There’s no disputing the irony of having an employment crisis in our country where words like “chronically unemployed” and “talent wars” co-exist in the same story, yet here we are. The fact is there are millions of talented individuals looking for meaningful, fulfilling work while thousands of startups risk failure if they can’t fill the tens of thousands of open positions they have today.
When startups succeed a definite by-product of that success is even more job creation. It’s a good investment all the way around to support hiring within the startup ecosystem, yet that’s not always as easy as it seems – even in this current employment drought. Are we destined to simply bemoan the problems or can we refocus our energy on some creative solutions? Can the startup ecosystem do what it does best and pivot its approach to hiring?
If we wanted to focus on why we appear to have this talent crisis then certainly we could dig up a multitude of articles about ageism, lack of technical training in schools, lack of female students with high-tech interest, long-hours-and-little-pay expectations, and the very existence of the word “brogammer” in our lexicon.

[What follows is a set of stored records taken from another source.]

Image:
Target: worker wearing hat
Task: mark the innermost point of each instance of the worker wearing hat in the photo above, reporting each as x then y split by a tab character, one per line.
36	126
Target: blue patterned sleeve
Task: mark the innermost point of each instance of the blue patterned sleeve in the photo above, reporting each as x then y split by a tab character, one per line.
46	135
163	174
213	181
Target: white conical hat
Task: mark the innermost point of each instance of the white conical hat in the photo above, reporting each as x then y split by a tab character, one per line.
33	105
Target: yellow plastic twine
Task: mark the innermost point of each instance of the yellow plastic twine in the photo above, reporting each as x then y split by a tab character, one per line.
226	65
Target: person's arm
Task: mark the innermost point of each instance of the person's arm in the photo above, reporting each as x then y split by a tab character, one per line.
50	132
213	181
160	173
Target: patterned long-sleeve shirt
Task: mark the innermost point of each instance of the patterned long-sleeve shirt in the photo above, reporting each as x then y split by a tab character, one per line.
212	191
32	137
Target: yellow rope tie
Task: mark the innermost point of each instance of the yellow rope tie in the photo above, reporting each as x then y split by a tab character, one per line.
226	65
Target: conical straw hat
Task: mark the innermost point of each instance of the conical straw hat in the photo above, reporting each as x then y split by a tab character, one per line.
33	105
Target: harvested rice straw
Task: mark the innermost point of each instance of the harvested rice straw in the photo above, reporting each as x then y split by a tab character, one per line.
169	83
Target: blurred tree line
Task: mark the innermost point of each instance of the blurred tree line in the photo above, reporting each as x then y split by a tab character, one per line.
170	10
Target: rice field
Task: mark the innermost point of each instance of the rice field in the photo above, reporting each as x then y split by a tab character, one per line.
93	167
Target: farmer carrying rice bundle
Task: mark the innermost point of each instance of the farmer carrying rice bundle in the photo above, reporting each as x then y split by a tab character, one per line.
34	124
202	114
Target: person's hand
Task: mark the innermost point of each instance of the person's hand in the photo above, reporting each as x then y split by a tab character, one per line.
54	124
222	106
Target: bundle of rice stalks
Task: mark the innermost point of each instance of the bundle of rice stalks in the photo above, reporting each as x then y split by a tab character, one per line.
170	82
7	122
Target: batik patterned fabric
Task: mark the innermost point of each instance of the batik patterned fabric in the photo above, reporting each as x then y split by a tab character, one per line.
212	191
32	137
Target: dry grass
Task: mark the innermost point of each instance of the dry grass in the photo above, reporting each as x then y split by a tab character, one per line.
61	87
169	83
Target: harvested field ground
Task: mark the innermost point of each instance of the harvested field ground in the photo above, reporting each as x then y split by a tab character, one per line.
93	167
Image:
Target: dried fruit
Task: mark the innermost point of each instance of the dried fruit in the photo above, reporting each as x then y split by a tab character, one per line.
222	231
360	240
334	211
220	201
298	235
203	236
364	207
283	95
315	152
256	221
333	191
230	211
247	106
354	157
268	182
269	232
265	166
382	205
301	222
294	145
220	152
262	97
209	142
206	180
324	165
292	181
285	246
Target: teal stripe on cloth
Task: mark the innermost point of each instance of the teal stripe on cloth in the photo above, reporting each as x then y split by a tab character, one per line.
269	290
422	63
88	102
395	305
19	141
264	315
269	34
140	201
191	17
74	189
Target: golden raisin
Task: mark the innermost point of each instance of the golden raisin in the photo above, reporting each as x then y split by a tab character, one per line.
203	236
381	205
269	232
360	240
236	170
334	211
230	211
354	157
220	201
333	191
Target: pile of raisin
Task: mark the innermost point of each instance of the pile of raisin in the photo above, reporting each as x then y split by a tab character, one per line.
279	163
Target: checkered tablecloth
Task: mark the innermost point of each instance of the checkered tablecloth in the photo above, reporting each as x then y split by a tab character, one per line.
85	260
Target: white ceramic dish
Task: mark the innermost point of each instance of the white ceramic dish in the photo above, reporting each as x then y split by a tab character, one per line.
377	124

But, what if instead we focused on what is working? Or at the very least, what could possibly work if we got creative and readjusted our thinking some.
Pivoting away from only thinking about “Rockstar” talent might be a good start.
How do we define or quantify what makes “A” talent in a landscape where new technology changes faster than ever? It’s hard to find many experts in technologies that are only a couple of years old. What if instead of looking at experience we weighed the desire to learn and adapt as being just as important as ability – wouldn’t that open up an even bigger pool of candidates?
Living Social made just such a pivot when it launched Hungry Academy earlier this year. Partnering with JumpsartLab the program took people with little or no programming skills through a 5 month paid intense learning experience. The payoff for the participants? Make it through and you have a 18 month contract to work at Living Social, not to mention a whole lot more knowledge and experience. The payoff for Living Social? According to the Washington Post, the first class of 24 students just graduated and filled open technical jobs in various company units. Only time will tell if this was a good solution that can be replicated, but at least for these 24 job seekers one company was willing to create a new kind of opportunity and they were able to prove their ability.
Solving the talent crisis within the startup ecosystem might just begin with agreeing that too narrow a definition of what makes a perfect startup employee is not a good thing. There are only so many 20-something rockstars out there to go around, yet there are multitudes of people with strong work ethic, ability, and willingness to learn. That goes a long way if you’re willing to see the forest and the trees.
What are some other ideas that would help startups hire more efficiently?